Only one IOVEC required the mechanism, and there, for a very specalized reason (as you note) - a shortage of file descriptors. By moving that complexity into the FILE IOVEC, BFD proper was simplified.


When it turns out that a generalized FD-cache mechanism is needed then, the person needing the mechanism can add it :-) (at present we've only memory, FILE and GDB-inferior IOVECs and only FILE has the problems).
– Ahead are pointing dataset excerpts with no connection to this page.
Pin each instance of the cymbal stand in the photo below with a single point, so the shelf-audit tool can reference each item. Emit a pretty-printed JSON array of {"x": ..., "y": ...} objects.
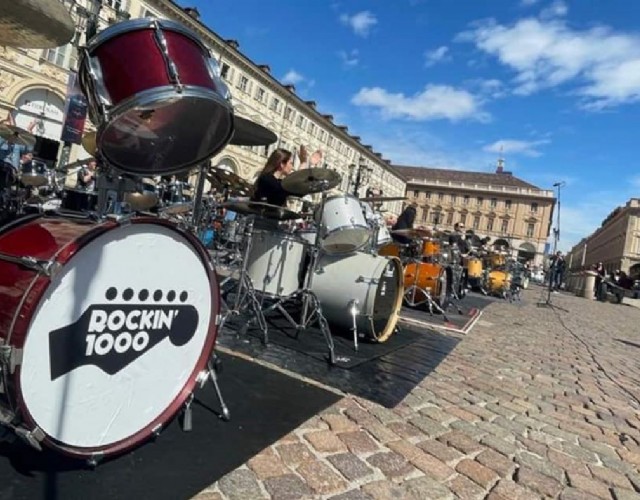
[
  {"x": 311, "y": 308},
  {"x": 245, "y": 295}
]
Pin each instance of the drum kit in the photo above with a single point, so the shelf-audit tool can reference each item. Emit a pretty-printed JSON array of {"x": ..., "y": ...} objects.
[{"x": 110, "y": 302}]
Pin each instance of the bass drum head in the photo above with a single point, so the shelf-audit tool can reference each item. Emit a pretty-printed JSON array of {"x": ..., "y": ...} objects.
[
  {"x": 374, "y": 281},
  {"x": 118, "y": 338}
]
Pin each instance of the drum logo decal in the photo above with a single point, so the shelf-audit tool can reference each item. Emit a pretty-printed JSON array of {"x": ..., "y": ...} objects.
[{"x": 111, "y": 336}]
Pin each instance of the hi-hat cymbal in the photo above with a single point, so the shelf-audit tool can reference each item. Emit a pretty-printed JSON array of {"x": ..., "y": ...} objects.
[
  {"x": 17, "y": 135},
  {"x": 415, "y": 233},
  {"x": 89, "y": 143},
  {"x": 311, "y": 180},
  {"x": 225, "y": 180},
  {"x": 262, "y": 209},
  {"x": 248, "y": 133},
  {"x": 374, "y": 199},
  {"x": 35, "y": 24}
]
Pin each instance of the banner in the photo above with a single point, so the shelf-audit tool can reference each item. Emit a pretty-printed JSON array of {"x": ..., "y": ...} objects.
[{"x": 75, "y": 112}]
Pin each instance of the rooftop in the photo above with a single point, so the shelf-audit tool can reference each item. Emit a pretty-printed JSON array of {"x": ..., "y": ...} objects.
[{"x": 467, "y": 177}]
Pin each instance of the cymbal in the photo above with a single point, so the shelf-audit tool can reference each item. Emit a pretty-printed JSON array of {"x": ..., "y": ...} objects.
[
  {"x": 35, "y": 24},
  {"x": 311, "y": 180},
  {"x": 262, "y": 209},
  {"x": 18, "y": 135},
  {"x": 89, "y": 143},
  {"x": 375, "y": 199},
  {"x": 223, "y": 179},
  {"x": 415, "y": 233},
  {"x": 249, "y": 133}
]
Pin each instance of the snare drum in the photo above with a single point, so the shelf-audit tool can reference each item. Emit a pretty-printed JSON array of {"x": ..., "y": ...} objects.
[
  {"x": 154, "y": 92},
  {"x": 107, "y": 338},
  {"x": 35, "y": 174},
  {"x": 78, "y": 200},
  {"x": 372, "y": 284},
  {"x": 422, "y": 278},
  {"x": 343, "y": 228},
  {"x": 145, "y": 197},
  {"x": 275, "y": 263}
]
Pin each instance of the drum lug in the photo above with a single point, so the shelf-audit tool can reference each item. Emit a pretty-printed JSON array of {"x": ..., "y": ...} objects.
[
  {"x": 47, "y": 267},
  {"x": 33, "y": 438},
  {"x": 11, "y": 357}
]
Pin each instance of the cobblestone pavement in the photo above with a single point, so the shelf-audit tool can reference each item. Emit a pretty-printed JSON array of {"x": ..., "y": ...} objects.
[{"x": 533, "y": 403}]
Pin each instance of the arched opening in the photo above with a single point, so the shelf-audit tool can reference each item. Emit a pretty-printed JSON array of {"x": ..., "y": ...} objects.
[{"x": 526, "y": 252}]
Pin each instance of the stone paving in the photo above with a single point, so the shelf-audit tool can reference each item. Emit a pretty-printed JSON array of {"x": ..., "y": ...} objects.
[{"x": 533, "y": 403}]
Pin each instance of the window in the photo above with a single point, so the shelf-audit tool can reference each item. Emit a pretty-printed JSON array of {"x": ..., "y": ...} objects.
[
  {"x": 243, "y": 83},
  {"x": 65, "y": 56},
  {"x": 288, "y": 113},
  {"x": 224, "y": 71},
  {"x": 275, "y": 104}
]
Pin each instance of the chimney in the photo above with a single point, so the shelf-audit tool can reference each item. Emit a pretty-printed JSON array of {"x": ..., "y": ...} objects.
[{"x": 192, "y": 12}]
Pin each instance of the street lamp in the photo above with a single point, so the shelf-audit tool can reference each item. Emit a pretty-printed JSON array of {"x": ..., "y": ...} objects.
[
  {"x": 556, "y": 231},
  {"x": 362, "y": 174}
]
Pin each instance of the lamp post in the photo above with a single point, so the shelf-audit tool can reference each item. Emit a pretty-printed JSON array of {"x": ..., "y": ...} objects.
[
  {"x": 362, "y": 173},
  {"x": 556, "y": 231}
]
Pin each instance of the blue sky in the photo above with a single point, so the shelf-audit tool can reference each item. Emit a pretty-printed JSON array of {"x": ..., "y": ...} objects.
[{"x": 554, "y": 84}]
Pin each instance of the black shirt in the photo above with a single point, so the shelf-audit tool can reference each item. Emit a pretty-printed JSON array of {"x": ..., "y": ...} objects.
[{"x": 269, "y": 190}]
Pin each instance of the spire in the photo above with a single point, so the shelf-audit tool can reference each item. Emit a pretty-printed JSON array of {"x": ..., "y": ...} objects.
[{"x": 500, "y": 164}]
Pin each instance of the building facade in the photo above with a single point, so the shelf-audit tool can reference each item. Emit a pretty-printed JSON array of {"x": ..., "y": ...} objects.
[
  {"x": 499, "y": 205},
  {"x": 33, "y": 89},
  {"x": 616, "y": 243}
]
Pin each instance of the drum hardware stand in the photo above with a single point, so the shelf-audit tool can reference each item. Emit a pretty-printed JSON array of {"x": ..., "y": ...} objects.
[
  {"x": 311, "y": 308},
  {"x": 245, "y": 290},
  {"x": 354, "y": 311}
]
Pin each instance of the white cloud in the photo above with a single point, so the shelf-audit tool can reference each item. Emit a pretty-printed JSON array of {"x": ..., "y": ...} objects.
[
  {"x": 350, "y": 58},
  {"x": 361, "y": 23},
  {"x": 513, "y": 146},
  {"x": 544, "y": 54},
  {"x": 433, "y": 103},
  {"x": 435, "y": 56},
  {"x": 292, "y": 77},
  {"x": 556, "y": 9}
]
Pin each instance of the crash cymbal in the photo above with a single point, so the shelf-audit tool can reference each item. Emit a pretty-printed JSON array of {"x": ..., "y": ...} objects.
[
  {"x": 17, "y": 135},
  {"x": 35, "y": 24},
  {"x": 225, "y": 180},
  {"x": 374, "y": 199},
  {"x": 415, "y": 233},
  {"x": 262, "y": 209},
  {"x": 248, "y": 133},
  {"x": 89, "y": 143},
  {"x": 311, "y": 180}
]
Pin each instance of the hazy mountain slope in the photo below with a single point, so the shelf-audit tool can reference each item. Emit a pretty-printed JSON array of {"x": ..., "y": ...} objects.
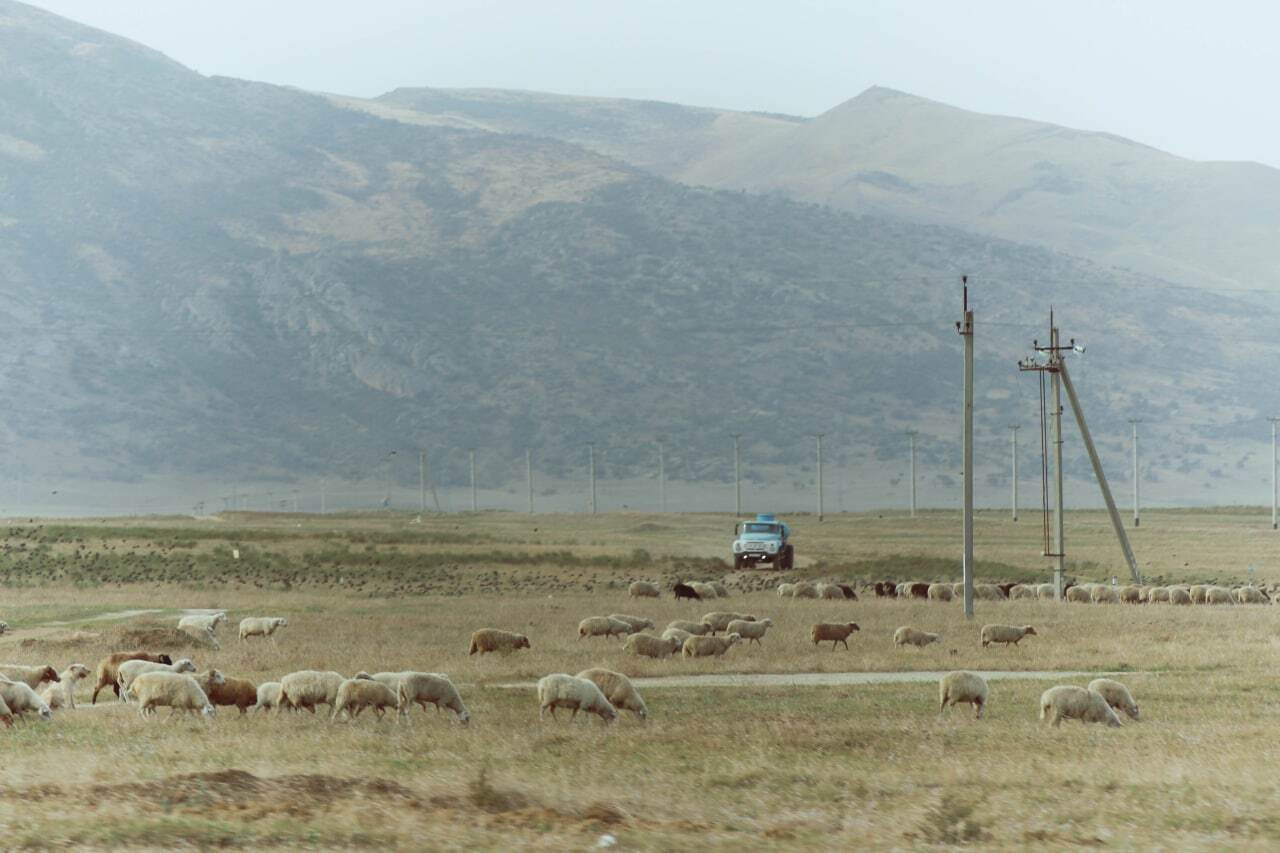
[{"x": 234, "y": 279}]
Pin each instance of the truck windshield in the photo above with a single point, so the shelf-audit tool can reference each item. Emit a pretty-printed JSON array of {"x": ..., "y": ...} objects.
[{"x": 750, "y": 527}]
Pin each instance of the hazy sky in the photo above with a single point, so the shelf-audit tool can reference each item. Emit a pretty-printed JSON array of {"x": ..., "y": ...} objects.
[{"x": 1196, "y": 78}]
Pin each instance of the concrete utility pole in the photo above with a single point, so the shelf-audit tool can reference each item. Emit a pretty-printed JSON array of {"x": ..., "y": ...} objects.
[
  {"x": 737, "y": 475},
  {"x": 965, "y": 329},
  {"x": 818, "y": 438},
  {"x": 1137, "y": 519},
  {"x": 1013, "y": 441}
]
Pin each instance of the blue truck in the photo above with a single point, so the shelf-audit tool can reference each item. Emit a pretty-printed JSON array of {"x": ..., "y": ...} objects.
[{"x": 764, "y": 539}]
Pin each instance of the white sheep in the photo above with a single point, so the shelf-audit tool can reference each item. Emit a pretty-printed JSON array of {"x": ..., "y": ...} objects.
[
  {"x": 650, "y": 646},
  {"x": 425, "y": 688},
  {"x": 563, "y": 690},
  {"x": 1068, "y": 702},
  {"x": 309, "y": 688},
  {"x": 617, "y": 689},
  {"x": 1116, "y": 696},
  {"x": 178, "y": 692},
  {"x": 963, "y": 687},
  {"x": 750, "y": 630},
  {"x": 643, "y": 589},
  {"x": 63, "y": 693},
  {"x": 1005, "y": 634},
  {"x": 908, "y": 635},
  {"x": 261, "y": 626}
]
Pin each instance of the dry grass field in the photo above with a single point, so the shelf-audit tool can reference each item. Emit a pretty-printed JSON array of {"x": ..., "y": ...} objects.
[{"x": 735, "y": 767}]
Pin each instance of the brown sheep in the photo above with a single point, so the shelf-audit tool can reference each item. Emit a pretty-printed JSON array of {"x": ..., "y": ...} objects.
[
  {"x": 240, "y": 692},
  {"x": 833, "y": 632},
  {"x": 108, "y": 669}
]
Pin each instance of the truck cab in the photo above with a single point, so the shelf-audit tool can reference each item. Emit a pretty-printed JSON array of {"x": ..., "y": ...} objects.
[{"x": 763, "y": 539}]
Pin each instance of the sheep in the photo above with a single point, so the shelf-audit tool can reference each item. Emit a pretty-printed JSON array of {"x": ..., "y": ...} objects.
[
  {"x": 1116, "y": 696},
  {"x": 1066, "y": 702},
  {"x": 309, "y": 688},
  {"x": 241, "y": 693},
  {"x": 1005, "y": 634},
  {"x": 696, "y": 629},
  {"x": 650, "y": 646},
  {"x": 108, "y": 669},
  {"x": 63, "y": 693},
  {"x": 562, "y": 690},
  {"x": 30, "y": 675},
  {"x": 750, "y": 630},
  {"x": 908, "y": 635},
  {"x": 961, "y": 687},
  {"x": 490, "y": 639},
  {"x": 709, "y": 646},
  {"x": 268, "y": 696},
  {"x": 425, "y": 688},
  {"x": 356, "y": 694},
  {"x": 261, "y": 626},
  {"x": 685, "y": 591},
  {"x": 720, "y": 619},
  {"x": 941, "y": 592},
  {"x": 19, "y": 698},
  {"x": 636, "y": 623},
  {"x": 643, "y": 589},
  {"x": 602, "y": 626},
  {"x": 131, "y": 670},
  {"x": 832, "y": 632},
  {"x": 178, "y": 692},
  {"x": 617, "y": 689}
]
Anyway, and regardless, I think that such a mechanism belongs in the lower layers (IOVEC) and should not be directly tied to BFD. By keeping it separate from BFD clients (i.e., GDB) use the underlying FD-cache to manage other open files - the source code.

I
don't think this is the right decision.  Since we're making an abstract I/O
API that is modelled on the standard FILE * functions, and since the caching
functionality that already exists works using FILE * functions, it would
make more sense to me if the caching remained layered *over* the iovec
abstraction.  That way caching could be applied to any iovec regardless of
the underlying IO method, couldn't it?  The iovec should maybe contain a
flag to indicate to the caching layer whether bfd-fd-caching is a win or not
for the underlying IO method.


I also want to talk about the approach to iovecs with limited
functionality - read-only, for instance, since you introduce one of those
later. ISTM that there are three sensible ways of handling this situation:

ISTM?


1) You can specify that every iovec has to have the function pointers set
for every callback, and supply dummy routines that return error indications
for functionality such as bwrite () that doesn't exist;

2) You can specify that if a function isn't provided the pointer in the
iovec should be NULL, and include a guard test at every site that calls
through the iovec table; or

3) Same as 2), but you provide a set of wrappers, so instead of calling

+ nwrote = abfd->iovec->bwrite (abfd, ptr, size);

you'd say

+ nwrote = bfd_iovec_bwrite (abfd->iovec, abfd, ptr, size);

and supply a wrapper function that incorporates the error checking from 1)

+file_ptr
+bfd_iovec_bwrite (struct iovec *vec, struct bfd *abfd,
+	      const void *where, file_ptr nbytes )
+{
+  if (vec->bwrite)
+    return vec->bwrite (abfd, where, nbytes);
+  return -1;
+}

thereby consolidating all the error checking for all iovecs with
unimplemented functions in one place. I haven't verified if you'd ever need
to pass in an iovec that wasn't the one from abfd, or if you could even
simplify it to


+ nwrote = bfd_iovec_bwrite (abfd, ptr, size);

+file_ptr
+bfd_iovec_bwrite (struct bfd *abfd,
+	      const void *where, file_ptr nbytes )
+{
+  if (abfd && abfd->vec && abfd->vec->bwrite)
+    return abfd->vec->bwrite (abfd, where, nbytes);
+  return -1;
+}

As you note, each has advantages and disadvantages. Where the interface external I'd have done what you suggest. It isn't so I made it as simple and sparse as possible.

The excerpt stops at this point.